2017 Tesla Model XEnlarge Photo
The almighty stock valuation reigns supreme for a lot of folks when it comes to determining the value of a company. That's because, well, that's how you can apply an actual monetary value to a company. Gather up all the shares, sell them, and see how much you get. For Tesla, that value is around $49 billion, which is enough to push the electric-car builder into the second position for U.S. automakers.
According to Reuters, Tesla [NSDQ: TSLA] saw its mid-day trade price run to $301.74 on Tuesday. That was enough for a market capitalization of $49.1 billion and also enough to edge Ford [NYSE: F] out of that number two spot. Tesla still trails General Motors [NYSE: GM], however, which has a slim lead with a market valuation of $51.1 billion.

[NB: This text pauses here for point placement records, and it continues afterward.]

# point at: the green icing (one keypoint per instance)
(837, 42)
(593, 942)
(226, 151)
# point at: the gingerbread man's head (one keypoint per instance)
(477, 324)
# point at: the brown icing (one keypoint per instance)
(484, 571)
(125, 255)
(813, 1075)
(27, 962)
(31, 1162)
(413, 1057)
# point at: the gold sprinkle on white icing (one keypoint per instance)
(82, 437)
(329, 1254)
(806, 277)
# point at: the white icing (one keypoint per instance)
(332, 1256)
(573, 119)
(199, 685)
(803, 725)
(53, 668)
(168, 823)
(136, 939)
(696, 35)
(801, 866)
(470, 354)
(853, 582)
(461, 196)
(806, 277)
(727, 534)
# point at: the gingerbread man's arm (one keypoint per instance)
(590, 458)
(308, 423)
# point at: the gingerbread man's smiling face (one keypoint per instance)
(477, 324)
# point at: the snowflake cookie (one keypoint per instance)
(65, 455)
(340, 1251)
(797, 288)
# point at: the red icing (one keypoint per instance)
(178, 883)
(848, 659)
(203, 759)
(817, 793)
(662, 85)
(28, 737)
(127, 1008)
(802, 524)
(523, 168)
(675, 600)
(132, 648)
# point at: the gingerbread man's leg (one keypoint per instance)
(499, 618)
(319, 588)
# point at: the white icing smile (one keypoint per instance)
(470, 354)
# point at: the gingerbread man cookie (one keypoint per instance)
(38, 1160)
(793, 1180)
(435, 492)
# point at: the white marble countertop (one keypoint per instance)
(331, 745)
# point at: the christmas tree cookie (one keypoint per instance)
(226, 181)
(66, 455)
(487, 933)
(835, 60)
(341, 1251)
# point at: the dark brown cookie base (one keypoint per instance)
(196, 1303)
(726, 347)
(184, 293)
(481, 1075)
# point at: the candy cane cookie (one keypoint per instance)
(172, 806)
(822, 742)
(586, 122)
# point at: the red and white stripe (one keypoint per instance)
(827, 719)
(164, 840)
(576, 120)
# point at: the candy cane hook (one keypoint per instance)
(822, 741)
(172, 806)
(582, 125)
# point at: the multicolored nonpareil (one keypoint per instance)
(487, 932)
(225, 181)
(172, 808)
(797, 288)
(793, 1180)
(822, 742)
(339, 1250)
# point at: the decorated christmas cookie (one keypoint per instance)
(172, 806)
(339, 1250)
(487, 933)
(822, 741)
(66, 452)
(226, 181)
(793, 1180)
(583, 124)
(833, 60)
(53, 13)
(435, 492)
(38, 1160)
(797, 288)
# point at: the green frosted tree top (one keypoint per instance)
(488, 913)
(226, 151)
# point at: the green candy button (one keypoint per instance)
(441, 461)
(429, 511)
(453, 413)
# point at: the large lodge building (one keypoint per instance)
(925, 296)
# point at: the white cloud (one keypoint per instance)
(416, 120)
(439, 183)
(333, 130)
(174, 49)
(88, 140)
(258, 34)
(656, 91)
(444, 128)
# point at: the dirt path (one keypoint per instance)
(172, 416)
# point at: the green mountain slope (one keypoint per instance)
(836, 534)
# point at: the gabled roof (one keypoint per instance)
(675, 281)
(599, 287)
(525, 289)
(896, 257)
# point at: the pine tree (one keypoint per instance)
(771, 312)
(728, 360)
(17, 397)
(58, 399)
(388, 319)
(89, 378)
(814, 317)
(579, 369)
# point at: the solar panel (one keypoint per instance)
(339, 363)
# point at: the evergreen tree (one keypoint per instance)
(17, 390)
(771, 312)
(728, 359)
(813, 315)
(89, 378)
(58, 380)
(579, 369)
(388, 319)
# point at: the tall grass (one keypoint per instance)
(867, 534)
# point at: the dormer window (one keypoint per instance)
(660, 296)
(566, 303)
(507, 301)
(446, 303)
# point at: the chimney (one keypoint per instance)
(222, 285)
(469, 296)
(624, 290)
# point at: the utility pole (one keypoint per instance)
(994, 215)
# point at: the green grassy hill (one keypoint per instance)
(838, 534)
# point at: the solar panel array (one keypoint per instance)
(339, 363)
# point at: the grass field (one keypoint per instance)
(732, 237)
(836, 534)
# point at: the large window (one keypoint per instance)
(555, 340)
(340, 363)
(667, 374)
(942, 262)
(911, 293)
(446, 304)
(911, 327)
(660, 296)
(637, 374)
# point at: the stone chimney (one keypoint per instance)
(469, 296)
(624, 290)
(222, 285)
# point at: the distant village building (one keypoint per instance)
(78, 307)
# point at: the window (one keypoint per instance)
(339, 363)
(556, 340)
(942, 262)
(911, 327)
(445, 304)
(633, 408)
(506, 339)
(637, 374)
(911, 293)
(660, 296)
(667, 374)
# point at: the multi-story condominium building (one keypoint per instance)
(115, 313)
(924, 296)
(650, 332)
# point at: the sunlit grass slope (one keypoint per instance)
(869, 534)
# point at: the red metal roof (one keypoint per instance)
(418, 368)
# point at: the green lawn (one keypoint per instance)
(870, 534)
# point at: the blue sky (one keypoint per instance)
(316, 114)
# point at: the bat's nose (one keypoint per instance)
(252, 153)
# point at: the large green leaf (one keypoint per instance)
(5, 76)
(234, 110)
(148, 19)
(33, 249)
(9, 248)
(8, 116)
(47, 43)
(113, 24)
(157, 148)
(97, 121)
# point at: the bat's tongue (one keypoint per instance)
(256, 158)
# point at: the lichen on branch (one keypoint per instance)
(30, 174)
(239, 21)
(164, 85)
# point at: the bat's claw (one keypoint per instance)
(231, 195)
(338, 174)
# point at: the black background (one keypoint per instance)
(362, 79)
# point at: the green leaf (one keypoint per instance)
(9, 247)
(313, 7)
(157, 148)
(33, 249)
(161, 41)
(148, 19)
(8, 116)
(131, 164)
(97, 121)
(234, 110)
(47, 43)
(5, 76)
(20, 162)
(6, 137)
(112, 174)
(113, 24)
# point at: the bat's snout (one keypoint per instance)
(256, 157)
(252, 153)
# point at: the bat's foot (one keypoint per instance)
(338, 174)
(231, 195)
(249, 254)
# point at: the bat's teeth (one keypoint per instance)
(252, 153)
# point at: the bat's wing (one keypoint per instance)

This rise in stock price and company valuation happened when Tesla posted is first-quarter sales numbers. Tesla moved 25,000 vehicles in the first quarter of 2017, which is a record for electric vehicle sales. That's a strong number and it should start getting even stronger when Tesla finally starts producing and delivering its upcoming Model 3. Still, it's a bit surprising if you view Tesla strictly as an automaker.
Ford had more than 150,000 retail vehicle sales...in March alone. Yet Tesla stock continues to soar because of what it's able to do on a smaller scale with a very targeted market of dedicated enthusiasts. Tesla is producing expensive vehicles that run on nothing but electricity. If you compare Tesla's sales to that of a traditional automaker, the stock price makes zero sense. If you step back and realize how impressive it is to sell 25,000 expensive, electric vehicles in one quarter, it starts to make a bit more sense.
Still, a lot of this stock valuation rides on the notion that the Model 3 is coming soon and will be able to be delivered in large volumes. We shall see if that happens, how much Tesla ends up selling it for despite its promised $35,000 starting price, and any quality issues the company might have in ramping up production.